Le climat entre Cristiano Ronaldo et le football saoudien s’est définitivement envenimé après que l’attaquant a refusé de fouler la pelouse lors des deux dernières rencontres d’Al-Nassr. Ce geste est un clair signe de protestation contre ce qu’il perçoit comme un traitement inégal par rapport à Al-Hilal, surtout après que le PIF – le fonds souverain qui contrôle les principaux clubs du pays – a ralenti le rythme d’investissement qui avait marqué le démarrage de la ligue.

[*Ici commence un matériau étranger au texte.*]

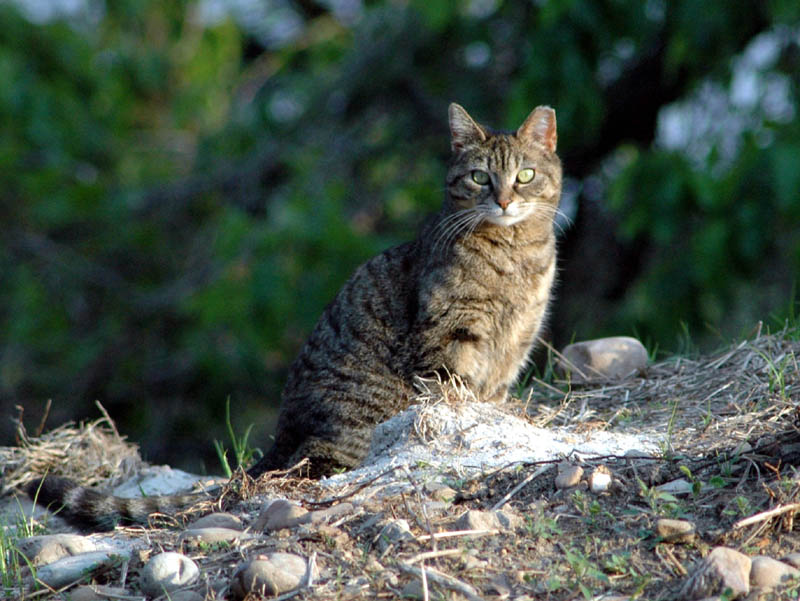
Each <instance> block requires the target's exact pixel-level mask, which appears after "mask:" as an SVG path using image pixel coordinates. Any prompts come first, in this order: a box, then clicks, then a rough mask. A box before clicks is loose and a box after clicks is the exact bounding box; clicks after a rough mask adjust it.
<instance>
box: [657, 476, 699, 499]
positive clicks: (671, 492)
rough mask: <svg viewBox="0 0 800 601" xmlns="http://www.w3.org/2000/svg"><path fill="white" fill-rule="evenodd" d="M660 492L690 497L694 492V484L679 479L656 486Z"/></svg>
mask: <svg viewBox="0 0 800 601" xmlns="http://www.w3.org/2000/svg"><path fill="white" fill-rule="evenodd" d="M656 490H658V491H659V492H668V493H669V494H671V495H688V494H690V493H691V492H692V490H694V487H693V486H692V483H691V482H689V481H688V480H687V479H686V478H677V479H675V480H670V481H669V482H665V483H664V484H659V485H658V486H656Z"/></svg>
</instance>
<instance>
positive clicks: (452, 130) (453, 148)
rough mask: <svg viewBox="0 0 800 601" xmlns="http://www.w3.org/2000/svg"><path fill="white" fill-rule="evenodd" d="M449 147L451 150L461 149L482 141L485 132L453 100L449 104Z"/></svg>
mask: <svg viewBox="0 0 800 601" xmlns="http://www.w3.org/2000/svg"><path fill="white" fill-rule="evenodd" d="M448 112H449V115H450V148H452V150H453V152H456V151H458V150H461V149H463V148H464V147H465V146H468V145H469V144H471V143H475V142H483V141H484V140H485V139H486V132H484V131H483V128H482V127H481V126H480V125H478V124H477V123H475V121H473V120H472V117H470V116H469V114H468V113H467V111H465V110H464V108H463V107H462V106H460V105H458V104H456V103H455V102H453V103H452V104H451V105H450V109H449V111H448Z"/></svg>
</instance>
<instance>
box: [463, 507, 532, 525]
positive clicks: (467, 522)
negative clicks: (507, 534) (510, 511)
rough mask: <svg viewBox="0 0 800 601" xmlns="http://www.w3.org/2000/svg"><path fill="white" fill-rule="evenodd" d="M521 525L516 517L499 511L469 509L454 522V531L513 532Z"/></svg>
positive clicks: (500, 511)
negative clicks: (508, 531)
mask: <svg viewBox="0 0 800 601" xmlns="http://www.w3.org/2000/svg"><path fill="white" fill-rule="evenodd" d="M521 525H522V518H521V517H519V516H518V515H516V514H514V513H511V512H508V511H501V510H499V509H497V510H495V511H481V510H478V509H470V510H469V511H467V512H466V513H464V514H462V515H461V517H459V518H458V520H456V523H455V524H454V529H455V530H515V529H516V528H519V527H520V526H521Z"/></svg>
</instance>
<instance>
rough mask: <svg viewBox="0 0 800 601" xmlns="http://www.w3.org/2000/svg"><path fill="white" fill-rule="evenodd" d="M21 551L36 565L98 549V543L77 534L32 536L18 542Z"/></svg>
mask: <svg viewBox="0 0 800 601" xmlns="http://www.w3.org/2000/svg"><path fill="white" fill-rule="evenodd" d="M18 549H19V551H20V552H21V553H22V554H23V555H24V556H25V557H26V558H27V559H28V561H29V562H30V563H32V564H33V565H35V566H40V565H44V564H48V563H53V562H54V561H57V560H59V559H61V558H63V557H69V556H72V555H78V554H80V553H88V552H89V551H97V550H98V548H97V544H96V543H95V542H94V541H93V540H91V539H90V538H88V537H86V536H79V535H77V534H45V535H41V536H30V537H28V538H25V539H22V540H21V541H19V544H18Z"/></svg>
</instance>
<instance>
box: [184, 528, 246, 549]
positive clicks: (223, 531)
mask: <svg viewBox="0 0 800 601" xmlns="http://www.w3.org/2000/svg"><path fill="white" fill-rule="evenodd" d="M251 538H254V536H253V535H252V534H250V533H248V532H242V531H241V530H231V529H230V528H213V527H208V528H190V529H188V530H184V531H183V532H181V535H180V537H178V540H179V541H180V542H187V543H192V544H195V545H197V544H199V543H207V544H212V543H232V542H234V541H240V540H248V539H251Z"/></svg>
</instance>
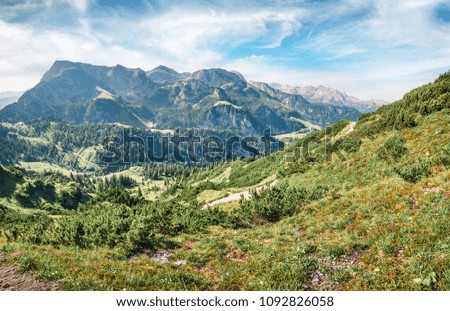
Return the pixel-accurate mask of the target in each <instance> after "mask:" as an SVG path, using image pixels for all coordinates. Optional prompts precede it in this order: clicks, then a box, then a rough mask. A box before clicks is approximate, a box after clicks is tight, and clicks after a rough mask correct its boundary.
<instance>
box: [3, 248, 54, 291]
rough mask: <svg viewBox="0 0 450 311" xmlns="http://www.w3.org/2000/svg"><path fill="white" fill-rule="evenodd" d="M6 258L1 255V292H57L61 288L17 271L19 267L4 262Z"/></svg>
mask: <svg viewBox="0 0 450 311" xmlns="http://www.w3.org/2000/svg"><path fill="white" fill-rule="evenodd" d="M4 259H6V258H5V256H3V255H2V254H0V291H55V290H60V289H61V288H60V286H59V284H58V283H55V282H42V281H37V280H35V279H34V278H33V277H32V276H31V275H29V274H25V273H21V272H18V271H17V268H18V267H19V266H18V265H10V264H6V263H4V262H2V261H3V260H4Z"/></svg>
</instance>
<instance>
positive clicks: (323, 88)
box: [271, 83, 387, 112]
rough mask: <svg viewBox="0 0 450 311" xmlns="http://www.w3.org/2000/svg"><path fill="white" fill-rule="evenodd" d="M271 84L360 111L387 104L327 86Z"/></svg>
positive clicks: (365, 111) (316, 98)
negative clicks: (358, 95) (349, 94)
mask: <svg viewBox="0 0 450 311" xmlns="http://www.w3.org/2000/svg"><path fill="white" fill-rule="evenodd" d="M271 86H272V87H274V88H276V89H278V90H280V91H283V92H285V93H289V94H298V95H302V96H303V97H305V98H306V99H307V100H308V101H309V102H311V103H319V104H328V105H334V106H345V107H351V108H355V109H357V110H358V111H360V112H371V111H375V110H377V109H378V108H379V107H381V106H382V105H385V104H387V102H385V101H382V100H378V99H371V100H362V99H359V98H356V97H354V96H350V95H347V94H346V93H342V92H340V91H338V90H335V89H332V88H329V87H325V86H317V87H315V86H304V87H297V86H288V85H281V84H277V83H272V84H271Z"/></svg>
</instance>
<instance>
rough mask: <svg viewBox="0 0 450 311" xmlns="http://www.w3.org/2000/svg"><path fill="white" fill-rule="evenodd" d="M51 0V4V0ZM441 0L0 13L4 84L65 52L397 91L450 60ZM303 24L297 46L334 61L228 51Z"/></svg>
mask: <svg viewBox="0 0 450 311" xmlns="http://www.w3.org/2000/svg"><path fill="white" fill-rule="evenodd" d="M46 1H48V3H47V5H48V6H49V7H52V5H53V0H46ZM443 2H445V1H438V0H424V1H396V2H393V1H387V0H379V1H375V0H372V1H370V0H367V1H365V0H364V1H363V0H343V1H341V2H337V3H333V4H330V5H328V6H323V5H321V6H303V7H299V6H297V7H295V8H293V7H289V6H287V7H286V8H280V7H277V8H276V9H273V7H270V6H269V7H267V6H265V7H264V6H258V7H254V8H249V7H238V8H230V7H227V8H222V9H220V10H219V9H217V8H216V9H210V8H209V9H208V8H201V9H199V8H194V7H193V8H186V7H184V8H183V9H181V8H176V7H173V8H170V9H167V10H162V11H160V12H158V13H155V12H151V14H150V13H149V14H148V15H147V16H145V17H143V16H142V15H141V16H140V17H134V18H133V17H130V16H129V15H128V14H124V13H123V11H116V12H115V13H114V11H111V12H109V13H110V15H102V16H90V15H89V14H88V10H87V9H88V8H89V5H90V0H78V1H70V3H71V5H72V6H73V7H74V8H76V12H77V13H76V14H75V13H74V14H75V15H76V16H78V21H79V25H80V26H79V28H78V29H71V30H70V32H69V31H68V30H53V31H48V30H46V29H41V28H33V26H31V25H32V23H30V24H29V25H28V26H26V25H19V24H13V23H8V22H6V21H1V20H0V42H2V48H1V49H0V90H8V89H11V90H17V89H24V88H28V87H32V86H33V85H34V84H35V83H37V82H38V81H39V79H40V77H41V76H42V75H43V73H44V72H45V71H46V70H48V68H49V67H50V66H51V64H52V63H53V61H54V60H56V59H68V60H72V61H81V62H88V63H93V64H101V65H115V64H118V63H120V64H122V65H124V66H128V67H140V68H143V69H151V68H153V67H155V66H157V65H159V64H163V65H166V66H169V67H173V68H174V69H176V70H179V71H193V70H197V69H200V68H207V67H225V68H227V69H230V70H234V69H235V70H239V71H241V72H242V73H243V74H244V75H245V76H246V77H247V78H248V79H253V80H261V81H266V82H281V83H286V84H293V85H306V84H313V85H319V84H322V85H327V86H330V87H334V88H337V89H340V90H343V91H346V92H347V93H349V94H354V95H356V96H359V97H362V98H369V97H374V98H381V99H397V98H399V97H400V96H401V95H402V94H403V93H404V92H406V91H408V90H409V89H411V88H413V87H415V86H418V85H419V84H421V83H424V82H428V81H430V80H432V79H433V78H434V77H435V76H437V74H438V73H440V72H443V71H446V70H447V69H448V67H446V66H450V53H449V50H450V37H449V36H448V33H450V28H449V26H448V25H443V24H439V23H437V22H436V21H435V20H434V19H433V18H432V14H433V9H434V8H435V6H436V5H437V4H439V3H443ZM30 5H31V4H30V3H29V2H27V1H25V2H24V4H23V6H24V7H25V8H28V7H29V6H30ZM364 9H365V10H368V12H369V13H368V15H367V16H366V17H364V18H361V19H357V20H351V22H346V21H345V18H346V17H347V16H351V15H352V14H354V13H355V12H359V11H361V10H364ZM325 21H336V26H335V27H334V28H332V27H328V28H326V29H322V28H321V27H320V26H321V24H322V23H323V22H325ZM304 22H311V23H316V24H317V27H316V28H315V30H314V33H312V34H311V36H310V37H307V39H306V40H304V41H303V43H302V45H298V49H299V51H301V50H302V51H305V50H310V51H311V53H312V55H313V57H316V58H317V59H319V60H323V61H324V62H325V63H329V64H330V67H328V68H324V67H323V66H322V67H321V69H317V68H315V69H308V70H301V69H299V68H303V67H302V65H304V63H302V62H307V61H308V60H302V59H299V60H298V62H299V63H298V64H294V65H292V62H291V66H288V65H286V63H285V62H284V60H283V57H284V55H278V56H269V53H267V54H268V55H267V56H253V57H250V56H248V55H247V54H248V53H247V54H246V53H242V55H240V56H238V57H237V58H236V57H233V58H231V59H230V55H229V53H230V50H233V49H235V48H239V47H241V46H245V45H249V46H252V47H253V48H255V47H256V48H258V49H259V51H260V52H261V53H260V54H264V51H273V50H274V49H275V50H276V49H277V48H278V47H279V46H280V44H281V43H282V41H283V39H284V38H286V37H288V36H290V35H292V34H298V33H299V32H301V31H303V29H302V26H303V23H304ZM241 49H242V48H241ZM290 52H293V51H290ZM294 52H295V51H294ZM282 53H283V52H282ZM282 53H281V54H282ZM305 68H309V67H307V66H305Z"/></svg>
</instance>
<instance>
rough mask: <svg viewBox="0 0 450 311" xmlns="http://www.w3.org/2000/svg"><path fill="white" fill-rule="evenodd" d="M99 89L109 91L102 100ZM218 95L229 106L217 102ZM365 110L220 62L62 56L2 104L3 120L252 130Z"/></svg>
mask: <svg viewBox="0 0 450 311" xmlns="http://www.w3.org/2000/svg"><path fill="white" fill-rule="evenodd" d="M99 89H102V90H104V91H105V92H107V93H108V94H110V95H111V96H110V97H109V98H106V99H105V98H103V99H101V100H99V99H98V98H97V96H98V95H99V91H98V90H99ZM219 101H226V102H229V103H230V104H231V105H225V106H223V105H222V106H221V105H216V104H217V102H219ZM107 103H109V104H107ZM108 105H109V106H110V107H112V108H111V109H112V110H111V111H107V110H108V109H107V108H108ZM236 107H238V108H239V109H236ZM359 114H360V112H358V111H357V110H356V109H353V108H347V107H334V106H330V105H322V104H314V103H310V102H308V101H307V100H306V99H305V98H303V97H302V96H301V95H292V94H286V93H283V92H281V91H275V90H274V89H272V88H271V89H268V88H267V87H266V88H261V87H255V86H254V85H252V84H250V83H248V82H247V81H246V80H245V78H244V77H243V76H242V74H240V73H239V72H233V71H227V70H225V69H221V68H209V69H201V70H197V71H195V72H193V73H178V72H177V71H175V70H173V69H171V68H168V67H165V66H158V67H156V68H154V69H152V70H150V71H144V70H142V69H140V68H126V67H124V66H121V65H116V66H113V67H107V66H96V65H91V64H85V63H79V62H70V61H56V62H55V63H54V64H53V66H52V67H51V68H50V69H49V70H48V71H47V72H46V73H45V74H44V75H43V77H42V79H41V80H40V82H39V83H38V84H37V85H36V86H35V87H34V88H32V89H30V90H28V91H27V92H25V93H24V94H23V95H22V96H21V97H20V98H19V100H18V101H17V103H14V104H12V105H9V106H7V107H5V108H4V109H3V110H1V111H0V120H2V121H8V122H19V121H29V120H33V119H37V118H48V117H51V118H54V119H55V120H57V121H63V122H74V123H109V122H119V123H123V124H126V125H130V126H137V127H144V128H145V127H147V128H148V127H152V128H153V127H154V128H159V129H176V128H187V127H192V128H212V129H222V128H226V129H229V125H231V129H232V130H233V131H235V132H237V133H241V134H251V133H253V134H254V133H257V132H260V131H262V130H263V129H264V128H267V127H271V128H272V129H273V130H274V132H275V133H288V132H292V131H299V130H302V129H305V128H306V127H305V125H304V124H302V123H301V122H295V121H293V120H297V119H301V120H305V121H307V122H310V123H313V124H315V125H319V126H321V127H326V126H328V125H331V124H332V123H334V122H336V121H338V120H341V119H351V120H356V118H357V117H358V116H359Z"/></svg>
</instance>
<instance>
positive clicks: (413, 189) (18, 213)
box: [0, 73, 450, 306]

Selon le journal ‘A Bola‘, l’attitude du capitaine d’Al-Nassr est désormais la cible de vives critiques dans les émissions de débat locales. Walid Al-Faraj — l’une des voix les plus respectées du football saoudien — a accusé le Portugais d’outrepasser ses fonctions : « Cristiano Ronaldo doit connaître sa place. Ce pays s’appelle l’Arabie Saoudite, pas l’Arabie de Ronaldo », a déclaré le commentateur, affirmant que le joueur croit avoir du pouvoir sur les décisions des clubs et qu’il « confond être ambassadeur avec être gestionnaire ». Al-Faraj est allé plus loin, qualifiant la star de « déception », rappelant qu’il est « un employé » avec le plus gros salaire de sa carrière et que, par conséquent, il doit respecter la ligue ou simplement partir, un message direct adressé au numéro 7.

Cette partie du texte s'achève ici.